Came across this on my state's facebook bikepacking page.

Made by Adventure Hydration, an Australian company, it's a molded, 4-liter plastic tank that fits in the "V" of the frame above the crank. The person using it said it took about a month to arrive from Oz.

He used it last week on a bike packing trip in Big Bend and found it worked well.

CrankTank4 $110 Australian = ~ $75 US

Video: 




Didn't drill down into the website far enough to locate shipping price to US. They also sell nice neoprene covers for the tank and other accessories, like drinking tubes.

If you're wondering, and I know you are, four liters of water weighs almost 9 lbs.
The container weights 480 grams, or ~ 17 oz.
So -- total weight of filled container would be about 10 pounds.

Bikepacking.com reviewed it in December 2019 here.


----------



## bsieb (Aug 23, 2003)

Interesting concept, I wonder how many frames it fits without wasting space?
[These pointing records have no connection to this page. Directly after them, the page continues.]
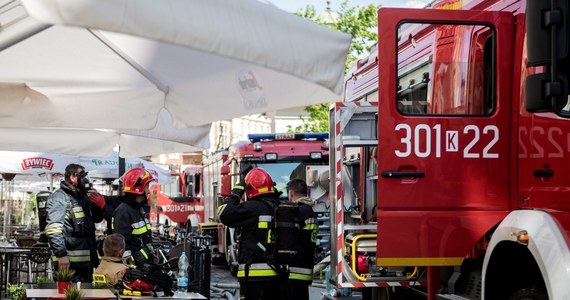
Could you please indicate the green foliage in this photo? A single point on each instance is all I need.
(16, 291)
(64, 274)
(361, 23)
(74, 293)
(318, 120)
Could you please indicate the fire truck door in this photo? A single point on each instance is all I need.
(444, 132)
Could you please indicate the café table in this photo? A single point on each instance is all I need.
(160, 295)
(32, 293)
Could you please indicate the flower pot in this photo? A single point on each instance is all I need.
(62, 286)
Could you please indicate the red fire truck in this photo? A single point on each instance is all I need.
(462, 192)
(179, 201)
(284, 157)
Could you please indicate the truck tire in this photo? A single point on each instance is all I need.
(530, 293)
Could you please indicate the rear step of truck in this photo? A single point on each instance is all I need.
(452, 297)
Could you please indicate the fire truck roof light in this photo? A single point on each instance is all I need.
(316, 155)
(256, 137)
(270, 156)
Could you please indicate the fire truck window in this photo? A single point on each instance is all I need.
(445, 69)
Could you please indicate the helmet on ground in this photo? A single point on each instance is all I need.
(258, 182)
(135, 180)
(136, 280)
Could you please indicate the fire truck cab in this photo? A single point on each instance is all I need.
(463, 182)
(179, 201)
(284, 157)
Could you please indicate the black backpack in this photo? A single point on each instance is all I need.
(41, 201)
(286, 228)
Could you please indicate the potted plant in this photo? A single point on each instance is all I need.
(74, 293)
(16, 291)
(43, 282)
(64, 277)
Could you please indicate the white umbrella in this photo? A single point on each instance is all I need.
(116, 63)
(36, 163)
(164, 138)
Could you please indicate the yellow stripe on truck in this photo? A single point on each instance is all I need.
(419, 261)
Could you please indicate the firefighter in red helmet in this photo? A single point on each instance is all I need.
(130, 218)
(258, 278)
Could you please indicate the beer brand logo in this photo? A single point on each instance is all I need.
(37, 163)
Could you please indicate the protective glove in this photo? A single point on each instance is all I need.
(97, 199)
(238, 190)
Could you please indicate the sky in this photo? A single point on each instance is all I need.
(320, 5)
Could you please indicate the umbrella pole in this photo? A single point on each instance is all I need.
(121, 169)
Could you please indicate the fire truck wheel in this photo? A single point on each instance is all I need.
(530, 293)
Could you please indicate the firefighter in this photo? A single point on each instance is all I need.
(112, 265)
(130, 218)
(70, 224)
(301, 269)
(257, 276)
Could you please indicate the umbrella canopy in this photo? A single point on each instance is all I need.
(116, 63)
(164, 138)
(35, 163)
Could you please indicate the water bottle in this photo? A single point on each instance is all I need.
(182, 282)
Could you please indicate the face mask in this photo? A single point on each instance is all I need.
(83, 182)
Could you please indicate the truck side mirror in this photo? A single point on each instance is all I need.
(539, 19)
(226, 184)
(547, 45)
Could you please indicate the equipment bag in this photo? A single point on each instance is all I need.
(287, 232)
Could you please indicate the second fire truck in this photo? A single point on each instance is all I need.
(284, 157)
(463, 187)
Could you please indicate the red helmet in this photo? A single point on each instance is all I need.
(135, 180)
(136, 280)
(258, 182)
At this point I still prefer a 5l dromedary bag in the bottom of the framepack. Hard containers can waste a lot of space.


----------



## mikesee (Aug 25, 2003)

bsieb said:


> Interesting concept, I wonder how many frames it fits without wasting space? At this point I still prefer a 5l dromedary bag in the bottom of the framepack. Hard containers can waste a lot of space.
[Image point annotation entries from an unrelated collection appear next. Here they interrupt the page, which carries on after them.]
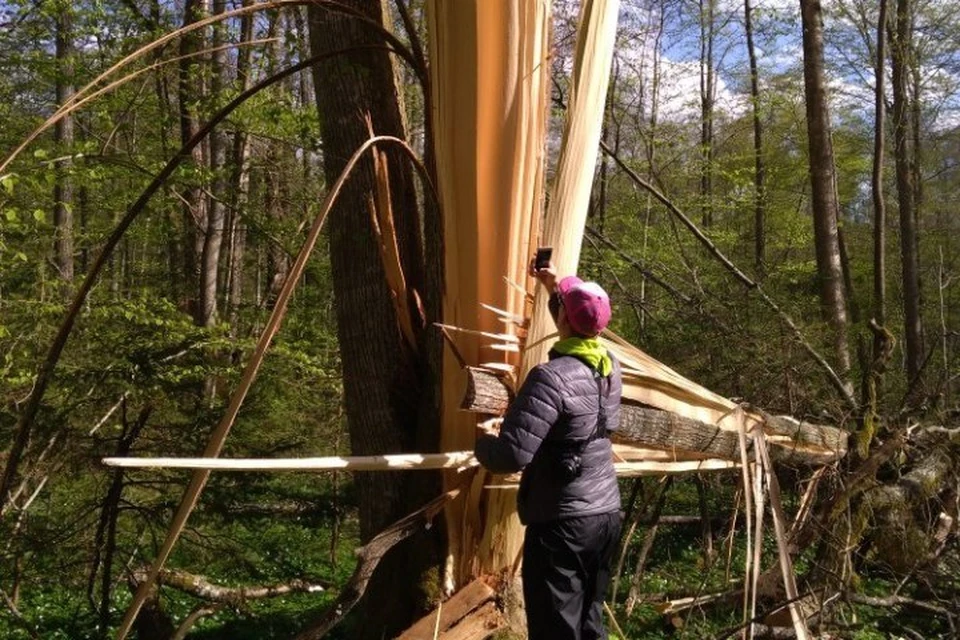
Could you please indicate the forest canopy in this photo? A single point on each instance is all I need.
(770, 210)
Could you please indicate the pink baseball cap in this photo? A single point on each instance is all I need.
(586, 304)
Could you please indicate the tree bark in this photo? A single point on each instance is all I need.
(876, 179)
(216, 218)
(822, 182)
(381, 375)
(189, 93)
(707, 98)
(759, 166)
(906, 190)
(64, 136)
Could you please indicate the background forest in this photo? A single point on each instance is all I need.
(726, 259)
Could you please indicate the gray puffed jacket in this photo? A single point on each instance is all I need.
(556, 412)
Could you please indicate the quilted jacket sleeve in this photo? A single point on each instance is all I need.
(527, 423)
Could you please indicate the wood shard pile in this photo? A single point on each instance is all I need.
(490, 75)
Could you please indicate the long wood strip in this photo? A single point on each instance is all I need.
(399, 462)
(403, 462)
(685, 438)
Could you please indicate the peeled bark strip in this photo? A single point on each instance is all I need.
(684, 438)
(200, 587)
(489, 73)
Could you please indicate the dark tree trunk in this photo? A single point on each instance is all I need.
(382, 383)
(822, 181)
(759, 176)
(189, 93)
(876, 182)
(216, 218)
(906, 190)
(707, 96)
(64, 135)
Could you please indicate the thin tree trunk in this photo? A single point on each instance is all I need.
(823, 181)
(190, 92)
(906, 191)
(64, 136)
(876, 179)
(382, 385)
(707, 93)
(759, 166)
(240, 191)
(213, 231)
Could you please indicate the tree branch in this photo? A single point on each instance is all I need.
(841, 388)
(369, 557)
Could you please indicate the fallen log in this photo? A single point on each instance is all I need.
(790, 440)
(451, 612)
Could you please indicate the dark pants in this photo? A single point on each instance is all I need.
(566, 570)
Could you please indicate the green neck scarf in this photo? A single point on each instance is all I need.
(589, 350)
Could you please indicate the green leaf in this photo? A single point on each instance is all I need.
(7, 182)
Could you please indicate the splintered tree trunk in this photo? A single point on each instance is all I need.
(906, 190)
(822, 181)
(382, 377)
(489, 65)
(489, 90)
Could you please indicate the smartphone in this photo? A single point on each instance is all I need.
(542, 261)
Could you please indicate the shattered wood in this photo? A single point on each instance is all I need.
(790, 440)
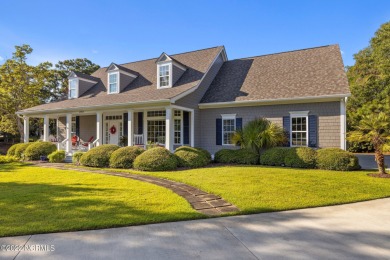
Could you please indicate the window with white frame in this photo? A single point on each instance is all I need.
(164, 75)
(113, 83)
(228, 128)
(73, 88)
(299, 128)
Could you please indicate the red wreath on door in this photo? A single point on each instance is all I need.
(113, 129)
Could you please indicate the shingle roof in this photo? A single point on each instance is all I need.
(302, 73)
(144, 87)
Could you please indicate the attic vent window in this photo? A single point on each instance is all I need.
(73, 88)
(164, 74)
(113, 83)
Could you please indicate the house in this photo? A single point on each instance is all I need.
(200, 98)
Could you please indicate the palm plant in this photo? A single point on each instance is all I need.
(374, 128)
(259, 134)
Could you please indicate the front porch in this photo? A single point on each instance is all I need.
(170, 127)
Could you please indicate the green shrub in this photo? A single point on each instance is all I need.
(241, 156)
(7, 159)
(76, 157)
(20, 149)
(274, 156)
(37, 149)
(124, 157)
(337, 159)
(300, 157)
(156, 159)
(12, 149)
(98, 156)
(192, 157)
(57, 156)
Took the words out of my mouth, almost verbatim.

On my fatbike I can get 5.5L of agua into a 6L drom into the frame bag, with room for a spare tube under it and a small arsenal of snacks atop it.


----------



## H0WL (Jan 17, 2007)

Check the comments on the bikepacking.com link. 

Some folks definitely preferred using a bag in the framepack for various reasons; others, not so much. The slosh factor might also depend on if you are on gravel/bladed roads vs singletrack/rugged double track.


----------



## Brother Shamus (Feb 25, 2020)

I got one; about USD $22 shipping to Los Angeles.
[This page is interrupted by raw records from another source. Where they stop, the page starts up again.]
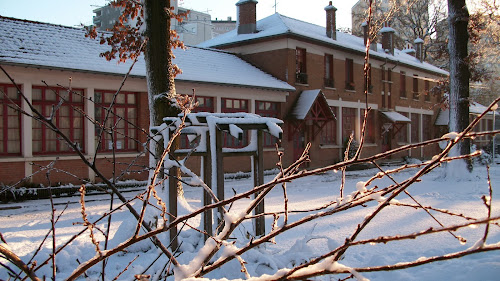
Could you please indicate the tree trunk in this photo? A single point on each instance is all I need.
(458, 18)
(159, 70)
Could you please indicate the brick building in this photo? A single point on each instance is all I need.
(46, 59)
(326, 66)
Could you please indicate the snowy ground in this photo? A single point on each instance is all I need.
(24, 229)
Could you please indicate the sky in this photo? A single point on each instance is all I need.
(76, 12)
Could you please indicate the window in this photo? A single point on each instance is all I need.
(415, 87)
(10, 121)
(415, 128)
(233, 106)
(348, 121)
(122, 121)
(402, 84)
(402, 135)
(426, 133)
(382, 71)
(205, 104)
(268, 109)
(369, 88)
(370, 125)
(426, 91)
(329, 131)
(329, 82)
(349, 74)
(300, 66)
(65, 117)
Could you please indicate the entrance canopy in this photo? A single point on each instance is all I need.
(311, 109)
(395, 117)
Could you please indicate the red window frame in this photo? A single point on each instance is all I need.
(426, 133)
(268, 109)
(124, 115)
(329, 81)
(370, 125)
(402, 84)
(415, 128)
(300, 60)
(205, 104)
(349, 74)
(234, 106)
(329, 132)
(415, 87)
(67, 118)
(10, 121)
(348, 121)
(426, 90)
(402, 135)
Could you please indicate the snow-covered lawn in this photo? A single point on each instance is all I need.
(25, 228)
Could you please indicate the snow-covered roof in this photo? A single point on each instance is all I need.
(304, 103)
(443, 118)
(396, 117)
(37, 44)
(277, 24)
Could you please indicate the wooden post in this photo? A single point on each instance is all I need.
(172, 199)
(258, 162)
(219, 142)
(207, 200)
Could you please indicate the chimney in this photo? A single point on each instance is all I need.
(419, 49)
(408, 49)
(388, 38)
(246, 16)
(331, 25)
(366, 32)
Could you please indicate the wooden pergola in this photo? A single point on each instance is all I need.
(209, 128)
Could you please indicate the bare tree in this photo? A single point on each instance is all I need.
(458, 18)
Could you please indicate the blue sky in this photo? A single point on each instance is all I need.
(76, 12)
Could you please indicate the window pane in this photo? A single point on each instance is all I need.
(36, 94)
(12, 93)
(131, 98)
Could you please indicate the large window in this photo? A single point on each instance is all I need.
(402, 135)
(426, 133)
(426, 90)
(205, 104)
(268, 109)
(349, 74)
(120, 129)
(370, 125)
(63, 107)
(329, 82)
(415, 87)
(300, 66)
(233, 106)
(415, 128)
(348, 122)
(10, 121)
(402, 84)
(329, 131)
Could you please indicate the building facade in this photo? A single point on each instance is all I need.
(61, 74)
(330, 63)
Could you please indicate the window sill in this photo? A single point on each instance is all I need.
(329, 146)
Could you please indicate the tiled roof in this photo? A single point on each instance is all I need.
(276, 25)
(37, 44)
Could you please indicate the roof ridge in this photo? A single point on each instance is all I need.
(39, 22)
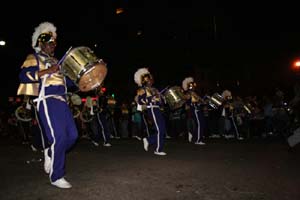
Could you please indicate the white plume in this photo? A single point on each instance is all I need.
(138, 75)
(43, 27)
(186, 82)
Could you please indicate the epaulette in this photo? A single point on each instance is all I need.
(30, 61)
(140, 91)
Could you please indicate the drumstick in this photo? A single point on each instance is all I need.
(164, 89)
(62, 59)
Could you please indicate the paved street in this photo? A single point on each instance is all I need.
(220, 170)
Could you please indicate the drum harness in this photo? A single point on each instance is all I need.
(42, 96)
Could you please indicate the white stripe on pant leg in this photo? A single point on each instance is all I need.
(102, 129)
(199, 126)
(235, 127)
(146, 125)
(41, 130)
(52, 134)
(157, 128)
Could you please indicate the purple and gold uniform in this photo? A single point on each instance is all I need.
(194, 103)
(39, 76)
(149, 97)
(54, 112)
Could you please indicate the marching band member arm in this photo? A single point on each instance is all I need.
(141, 96)
(50, 70)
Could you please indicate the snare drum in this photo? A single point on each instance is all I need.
(174, 97)
(83, 67)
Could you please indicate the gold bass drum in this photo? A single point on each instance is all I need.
(174, 97)
(83, 67)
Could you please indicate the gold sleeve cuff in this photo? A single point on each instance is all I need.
(36, 76)
(30, 61)
(140, 92)
(29, 76)
(28, 89)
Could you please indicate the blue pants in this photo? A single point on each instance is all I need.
(61, 132)
(198, 129)
(103, 125)
(160, 128)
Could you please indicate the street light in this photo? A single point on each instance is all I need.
(296, 65)
(2, 43)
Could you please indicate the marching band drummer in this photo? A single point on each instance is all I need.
(149, 96)
(194, 103)
(41, 68)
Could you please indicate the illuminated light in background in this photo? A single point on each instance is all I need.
(2, 43)
(103, 89)
(84, 99)
(296, 65)
(119, 11)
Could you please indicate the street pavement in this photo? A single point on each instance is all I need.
(222, 169)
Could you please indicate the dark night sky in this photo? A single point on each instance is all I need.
(178, 39)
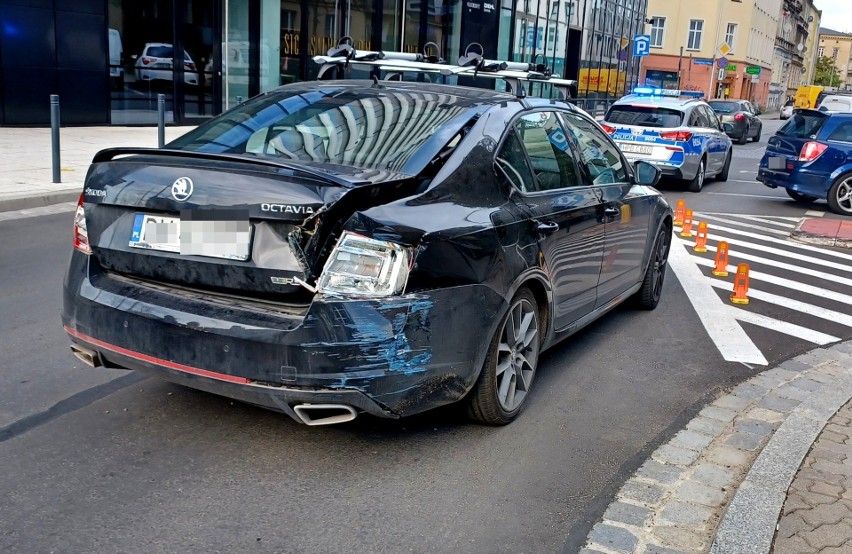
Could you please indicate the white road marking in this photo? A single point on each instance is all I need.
(781, 265)
(783, 327)
(733, 343)
(803, 307)
(788, 283)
Have put about 100 miles on it. Looks like it'll be a good solution for bikepacking, but I'm not going to use it for everyday. Mainly comes down to the hose/bite valve. I have a deviated septum, so nose breathing is something I can't do when I'm exerting myself, which is what I'm doing 99% of the time I'm riding. I've found that water in the hose drains down to the reservoir after every drink, which means that drawing water is a heart rate-spiking exercise in sucking the air out of the hose before the water arrives. I thought it might be due to the stock bite valve, so I put an Osprey one on that I thought would seal and prevent the water from draining out of the hose, but that didn't do it either.

Fit on a gravel bike is excellent -- no contact with cranks, and plenty of room for partial frame bag. Sloshing not an issue; I feel it slightly, but no big deal.

Wish it had a transparent window to easily see remaining water level.


----------